Maybe you've seen someone mention Smalltalk, perhaps not knowing what it is, or if you do, wondering why there would be a reason to even bring up such an old, most probably dead programming language at all.
You might know that Smalltalk was invented in the 70s at Xerox PARC, that it was arguably the first implementation of modern OO as we know it, that Unit testing and modern JIT compilation was first implemented in Smalltalk and perhaps a number of other historical tidbits.
And the language itself has inspired many other programming languages, Ruby, Python, Objective-C, CLOS, and even Java. So if you're already developing in one of those languages, you're already benefiting from all that knowledge, so no need to spend any of you attention on computer history, right?

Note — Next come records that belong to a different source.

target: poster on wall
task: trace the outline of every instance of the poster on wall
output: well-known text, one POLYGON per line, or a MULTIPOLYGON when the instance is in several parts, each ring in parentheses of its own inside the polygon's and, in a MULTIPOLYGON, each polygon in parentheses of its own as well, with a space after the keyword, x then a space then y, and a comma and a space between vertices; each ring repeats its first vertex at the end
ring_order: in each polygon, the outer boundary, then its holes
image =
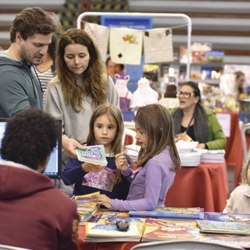
POLYGON ((245 86, 250 86, 250 65, 225 64, 224 74, 233 74, 236 71, 242 71, 246 76, 245 86))

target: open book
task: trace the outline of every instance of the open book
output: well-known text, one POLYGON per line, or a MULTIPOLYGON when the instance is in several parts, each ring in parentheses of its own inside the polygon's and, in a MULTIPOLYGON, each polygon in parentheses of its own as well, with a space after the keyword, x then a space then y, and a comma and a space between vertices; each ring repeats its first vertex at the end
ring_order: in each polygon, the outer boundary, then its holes
POLYGON ((141 227, 131 222, 128 231, 119 231, 116 224, 86 223, 86 238, 89 242, 135 241, 139 242, 142 236, 141 227))
POLYGON ((152 211, 129 211, 130 216, 172 219, 204 219, 204 210, 200 207, 159 207, 152 211))
POLYGON ((76 149, 77 159, 96 165, 107 165, 105 150, 103 145, 87 146, 86 150, 76 149))

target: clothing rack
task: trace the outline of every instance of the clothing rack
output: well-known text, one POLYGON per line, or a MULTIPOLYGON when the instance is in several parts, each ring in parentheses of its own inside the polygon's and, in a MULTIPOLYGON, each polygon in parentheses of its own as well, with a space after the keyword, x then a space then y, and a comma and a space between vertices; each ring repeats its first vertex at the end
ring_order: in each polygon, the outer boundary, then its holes
POLYGON ((177 17, 186 21, 187 24, 187 73, 186 80, 190 78, 190 58, 191 58, 191 34, 192 34, 192 21, 189 16, 182 13, 120 13, 120 12, 83 12, 77 18, 77 28, 81 29, 81 23, 84 17, 86 16, 141 16, 141 17, 177 17))

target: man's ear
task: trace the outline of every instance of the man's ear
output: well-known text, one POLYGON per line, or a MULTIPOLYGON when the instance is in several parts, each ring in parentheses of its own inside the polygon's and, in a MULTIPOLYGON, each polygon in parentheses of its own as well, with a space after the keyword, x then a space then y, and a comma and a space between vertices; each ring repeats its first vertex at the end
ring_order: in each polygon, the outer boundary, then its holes
POLYGON ((43 173, 48 165, 50 156, 47 156, 43 162, 40 163, 40 165, 37 168, 37 172, 43 173))
POLYGON ((17 42, 17 43, 18 43, 18 42, 21 42, 21 40, 22 40, 22 36, 21 36, 20 32, 17 32, 17 33, 16 33, 16 42, 17 42))

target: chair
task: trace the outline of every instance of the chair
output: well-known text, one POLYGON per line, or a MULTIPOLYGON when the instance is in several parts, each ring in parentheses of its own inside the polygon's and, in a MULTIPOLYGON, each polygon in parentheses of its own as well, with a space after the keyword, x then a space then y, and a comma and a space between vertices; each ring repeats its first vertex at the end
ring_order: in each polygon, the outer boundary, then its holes
POLYGON ((133 246, 131 250, 230 250, 243 249, 241 247, 223 245, 205 241, 156 241, 150 243, 142 243, 133 246))
POLYGON ((0 244, 0 250, 28 250, 27 248, 14 247, 10 245, 2 245, 0 244))

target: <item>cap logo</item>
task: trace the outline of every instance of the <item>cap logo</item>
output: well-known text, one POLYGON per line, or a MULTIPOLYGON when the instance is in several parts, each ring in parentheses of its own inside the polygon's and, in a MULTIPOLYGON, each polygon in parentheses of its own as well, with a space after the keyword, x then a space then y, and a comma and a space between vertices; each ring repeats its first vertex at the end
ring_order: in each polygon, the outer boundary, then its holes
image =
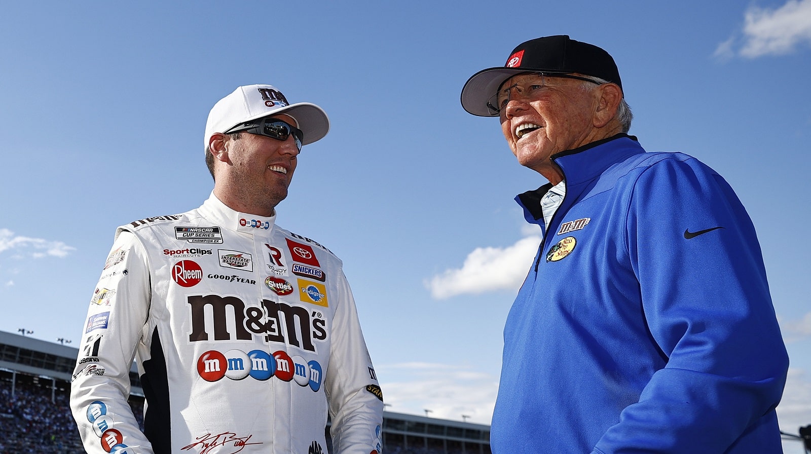
POLYGON ((521 66, 521 61, 524 58, 524 50, 519 50, 513 55, 510 55, 508 60, 507 60, 507 64, 504 65, 508 68, 517 68, 521 66))
POLYGON ((287 98, 285 95, 281 94, 281 92, 273 90, 272 88, 256 88, 259 90, 260 95, 262 95, 262 99, 264 100, 264 105, 268 107, 273 107, 276 105, 290 105, 290 103, 287 102, 287 98))

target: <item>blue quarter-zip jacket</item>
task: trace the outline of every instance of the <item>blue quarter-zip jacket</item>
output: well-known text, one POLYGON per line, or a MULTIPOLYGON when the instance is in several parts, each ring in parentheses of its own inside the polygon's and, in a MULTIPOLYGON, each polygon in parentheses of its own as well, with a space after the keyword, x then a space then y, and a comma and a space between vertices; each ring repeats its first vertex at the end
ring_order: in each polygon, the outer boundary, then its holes
POLYGON ((624 134, 553 156, 566 196, 510 310, 492 452, 782 452, 788 359, 726 181, 624 134))

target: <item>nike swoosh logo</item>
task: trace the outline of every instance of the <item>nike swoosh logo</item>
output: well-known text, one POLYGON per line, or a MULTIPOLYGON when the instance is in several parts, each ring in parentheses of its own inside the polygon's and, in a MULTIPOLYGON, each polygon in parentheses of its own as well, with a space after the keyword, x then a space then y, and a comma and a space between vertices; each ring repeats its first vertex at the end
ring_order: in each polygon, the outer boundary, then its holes
POLYGON ((712 229, 707 229, 706 230, 699 230, 697 232, 691 232, 688 229, 684 229, 684 239, 690 239, 697 237, 698 235, 703 235, 707 232, 712 232, 713 230, 717 230, 719 229, 723 229, 723 227, 713 227, 712 229))

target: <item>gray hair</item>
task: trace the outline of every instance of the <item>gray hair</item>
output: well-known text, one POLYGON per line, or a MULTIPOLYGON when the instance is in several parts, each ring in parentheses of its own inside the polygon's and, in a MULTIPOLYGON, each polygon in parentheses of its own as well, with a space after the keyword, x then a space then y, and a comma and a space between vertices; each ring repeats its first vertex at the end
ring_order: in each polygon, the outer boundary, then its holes
MULTIPOLYGON (((600 79, 593 75, 586 75, 586 77, 601 84, 609 83, 604 79, 600 79)), ((584 86, 586 86, 585 84, 589 83, 584 82, 583 84, 584 86)), ((622 99, 620 100, 620 106, 617 107, 616 114, 614 114, 614 118, 620 120, 620 123, 622 124, 622 132, 628 134, 628 131, 631 130, 631 121, 633 120, 633 113, 631 112, 631 106, 628 105, 628 103, 625 102, 624 94, 623 95, 622 99)))

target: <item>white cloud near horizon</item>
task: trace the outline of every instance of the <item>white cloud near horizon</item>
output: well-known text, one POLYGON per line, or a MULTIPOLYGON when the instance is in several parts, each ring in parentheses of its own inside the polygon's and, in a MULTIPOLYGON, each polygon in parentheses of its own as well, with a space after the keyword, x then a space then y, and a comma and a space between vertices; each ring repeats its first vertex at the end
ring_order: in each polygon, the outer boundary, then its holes
MULTIPOLYGON (((811 381, 805 370, 788 369, 786 388, 777 406, 777 418, 781 430, 795 435, 800 427, 811 425, 811 381)), ((783 439, 783 446, 785 452, 799 452, 802 442, 783 439)))
POLYGON ((811 0, 788 0, 775 10, 752 5, 744 13, 741 32, 742 42, 733 36, 718 45, 715 56, 757 58, 811 45, 811 0))
POLYGON ((529 236, 507 247, 477 247, 468 254, 461 268, 452 268, 425 282, 436 299, 515 290, 521 287, 541 242, 539 235, 529 236))
POLYGON ((811 336, 811 312, 808 312, 798 320, 784 320, 778 317, 783 338, 787 344, 796 342, 811 336))
POLYGON ((386 411, 490 425, 499 377, 465 366, 410 362, 375 367, 386 411), (388 382, 387 375, 407 376, 388 382), (465 415, 468 418, 462 418, 465 415))
POLYGON ((41 259, 48 255, 54 257, 66 257, 76 248, 67 246, 60 241, 49 241, 42 238, 32 238, 15 235, 14 232, 8 229, 0 229, 0 253, 6 251, 15 251, 18 253, 21 250, 32 249, 30 256, 34 259, 41 259))

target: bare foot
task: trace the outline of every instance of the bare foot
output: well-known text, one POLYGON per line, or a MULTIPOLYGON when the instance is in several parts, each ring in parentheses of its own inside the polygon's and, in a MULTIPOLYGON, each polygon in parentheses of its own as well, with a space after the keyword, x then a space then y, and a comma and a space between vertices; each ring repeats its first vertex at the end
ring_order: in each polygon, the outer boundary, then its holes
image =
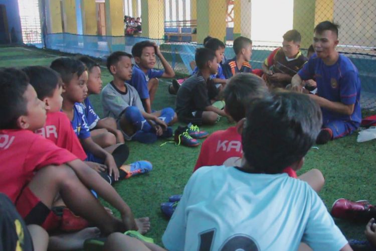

But what is missing from that narrative is how Smalltalk programming is actually done, rather than the language specification as compared to any other programming language. The secret sauce, as it were.
Most programming languages today are source-code based. It is so obvious so you might now be thinking what the alternative could be. I mean obviously, you're writing source code in a file, right? That is how things are done.
It turns out programming can be done in another, mostly quite weird way, with huge but non-obvious immediate benefits. I will now try to describe how this other strange way of programming is done in practice.
With few exceptions, Smalltalk implementations are combinations of programming language, IDE, debugger and run-time, all wrapped up into one (although it can run head-less when it needs to).
Smalltalks are image-based systems, meaning that everything that happens is in-memory, which can be serialized to a changes file, which is reloaded when the VM is restarted.
That means that all classes and methods created and all changes made are made only within that image. When you make changes to a method, it is compiled and linked immediately into the image.
All changes are live.
This means that your program is running inside the image, and any changes you make to the classes and methods that makes up your code, will immediately affect the program as it runs.
Here is an example; I'm making a small rogue-like isometric game in a Smalltalk called 'Pharo'. The game is running as I'm editing it and adding features.
If an error occurs, which happens when you are halfway into implementing something, the debugger shows what is missing and have the same kind of code editor there. When you fix the problem and save the method, you can continue running your code with the new changes. There might be new errors, handled in the same way, until finally everything works again.
What do you need to do to make those changes permanent? Nothing, you just did it. This is sometimes referred to as 'debugger-based development' :) .
This is a big thing, even if it might just seems quirky right now. This mode of developing means that there is a very tight loop between coding, running, discovering problems and fixing them. There is no focus on anything else except the code.
Consider also for a moment what was not present in the example above;
- Saving to a file
- Compiling the file to an intermediate format
- Running the code and switching to another window to see it run
- Reading a long text-based error message
- Switching back-and-forth between your source-code editor (doing some simulations of the target environment but not quite there) and the error message
This does seem nice, I guess, but seriously, how do you even develop like this? How do team members share code? How do you even deploy anything? Can it run int the cloud, on mobile, what?
OKOK, easy. Right. As it turns out, Smalltalk has evolved quite a bit in the last decade to have the following features;
Full git integration (github/lab/whatnot), persisting code changes as files, but pulling just means some new classes pop up and some methods have changed. Yes, there full git support for diffing, merging, branching, et.c. It's just done from a package and class perspective instead of having to play file management.
Works with Docker, with a number of ready-to-go images to derive from, or to use. Image sizes range from 71MB to 200MB.
This means, incidentally, that you can now easily run a Smalltalk app both inside a Kubernetes cluster, scaling it like nobody's business, or as an AWS Lambda or Google/Azure Cloud Function. There are even a a couple of packages for integrating more fully with AWS services.
As for deploying desktop apps, it is possible to ship a platform-specific Smalltalk VM, a trimmed image and have a script run it with editing/editor disabled. Not perfect but works well, apparently.
Mobile is lagging a bit, but with three interesting projects coming up strong the last years; One is PharoJS, which is a Smalltalk-to-JS compiler which leverages Cordova (running JS in a webview) and Scarlett Smalltalk which is on the first steps of becoming a kind of Smalltalk Flutter, with native bindings for both iOS and Android.
Finally Amber Smalltalk is a Smalltalk implementation in JavaScript, running in the browser, letting you live code your web app, and which also can make mobile apps, suing the same trick (but posibly earlier) that PharoJS did.
I hope I didn't steal too much of your time and also that I conveyed a bit of why Smalltalk can help and perhaps even make something possible that have previously seemed too hard to do. There are other interesting features that the editor and debugger has which I hope to give detailed post about soon.